The key to the start of Brewer’s strategy for learning to love vegetables it to look back at our relationship with one of the ultimate indulgences: a piece of cake.
“How rewarding a behavior is determines how likely we are to repeat it in the future. So if we eat the food—let’s say you eat some broccoli versus you eat some chocolate cake—from a survival standpoint, your brain is going to compare those two, and it’s going to say, which one has more fat and sugar? Because it wants the calories.”
“This is actually set up as a very, very basic survival mechanism,” he explains. “And the simplest elements there are three elements: a trigger, a behavior, and a reward or a result.” But it’s not just about the cake; it’s about the conditions that surround our relationship to it.
“When do we typically learn to eat cake?” he asks. “When we go to birthday parties when we’re kids, right? And so there’s cake. There’s ice cream. There are friends. There are presents. It’s a lot of fun all packed into one.”
All those additional external factors only reinforce our mind’s original perception of the cake as good based on its fat and sugar content.
Pay more attention to what you eat and how it makes you feel.
So much of adhering to healthy diets involves eliminating the bad foods—but that’s not always the best option. Or maybe it’s not a diet you’re after: You just want to love veggies as much as they deserve.
Brewer proposes an alternative mindset to the restrictions that go with traditional diets: “This isn’t about demonizing or telling ourselves not to eat cake,” he explains. “It’s about one simple ingredient: It’s about paying attention.”
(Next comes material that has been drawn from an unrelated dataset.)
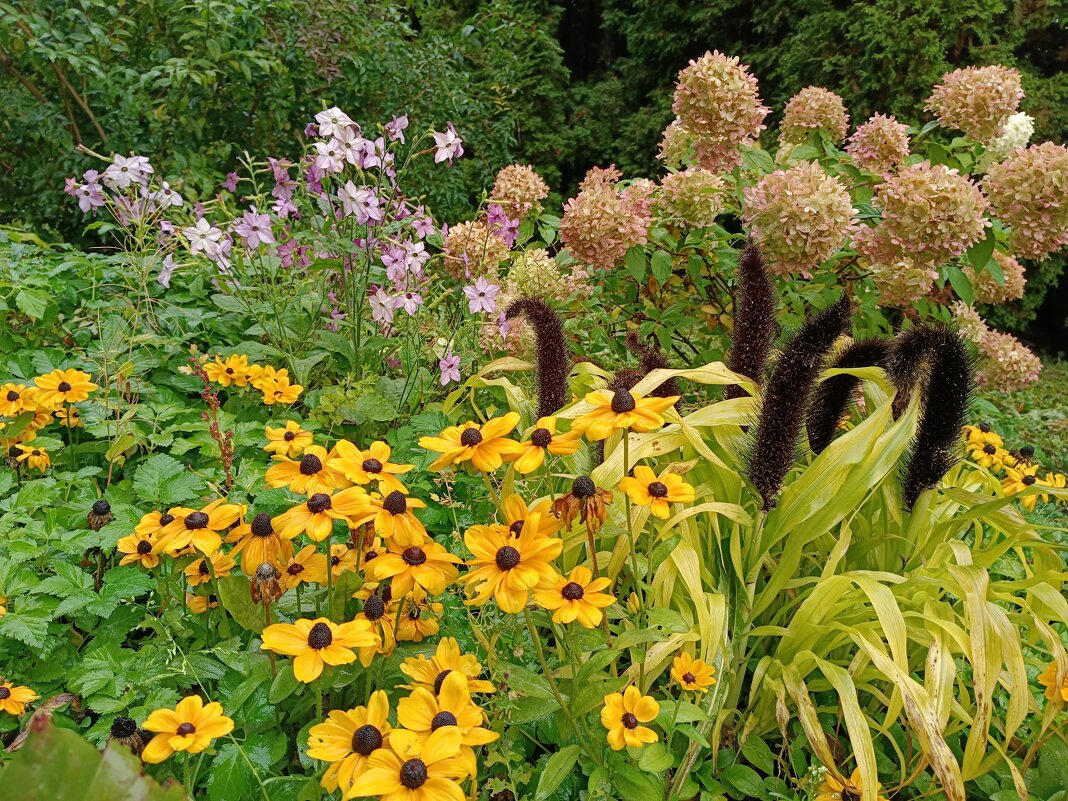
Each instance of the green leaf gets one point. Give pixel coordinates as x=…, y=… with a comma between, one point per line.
x=555, y=771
What do we pay attention to? The way we feel, essentially, and we use that to break down the habits we learned as a child.
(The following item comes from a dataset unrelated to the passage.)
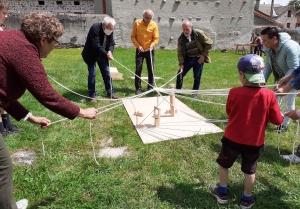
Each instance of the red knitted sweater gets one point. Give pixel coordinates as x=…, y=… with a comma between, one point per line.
x=20, y=70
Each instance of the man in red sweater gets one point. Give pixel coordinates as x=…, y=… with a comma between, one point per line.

“As we start to pay attention when we’re eating a certain food,” says Brewer, “we can really see how rewarding it is now.” Rewarding can mean a lot of different things, but as adults we are more likely to be more able to tune into the way the foods we eat fuel our body: Is it a sugar high followed by a crash, or is it a sustainable good energy?
“You’re describing taking a piece of cake, totally savoring it, enjoying it, and being satisfied with that,” he explains. Our habits associated with food, as Brewer pointed out, go past just the physical response to the food’s flavor and nutrient profile: There are emotional and memory-based baggage that go with food habits too.
For example, food and stress are often intertwined. If it’s sweets that you turn to in those moments, he suggests thinking it through: “That might distract me for a little bit or give me a sugar rush, but that’s not actually going to fix the root cause of my stress.”
Then, build on these habits.
To make use of this new knowledge, Brewer offers two crucial thoughts to use while you’re eating to really tap into changing how your brain perceives the reward value of the food.
“One is, if they eat, and they really savor it […] how little is enough?” says Brewer. “It’s much easier for them to stop. If they can’t stop, we said, ‘OK, go for it, but pay attention afterward,’ just so that they can update that reward value in their brain.”
The crucial point is after perhaps indulging too much, we use that feeling to update the way we think about that food—and it can go both ways, not just toward lowering reward value on indulgences when we enjoy a bit too much.
So what happens when you’ve tapped into the different influencers on your relationship with different foods? You can move on, eating what makes you feel good and even occasionally enjoying the things that don’t—if you even want to anymore.
“We actually become enchanted,” says Brewer. “We become enchanted with the new [habits] because they just feel better.”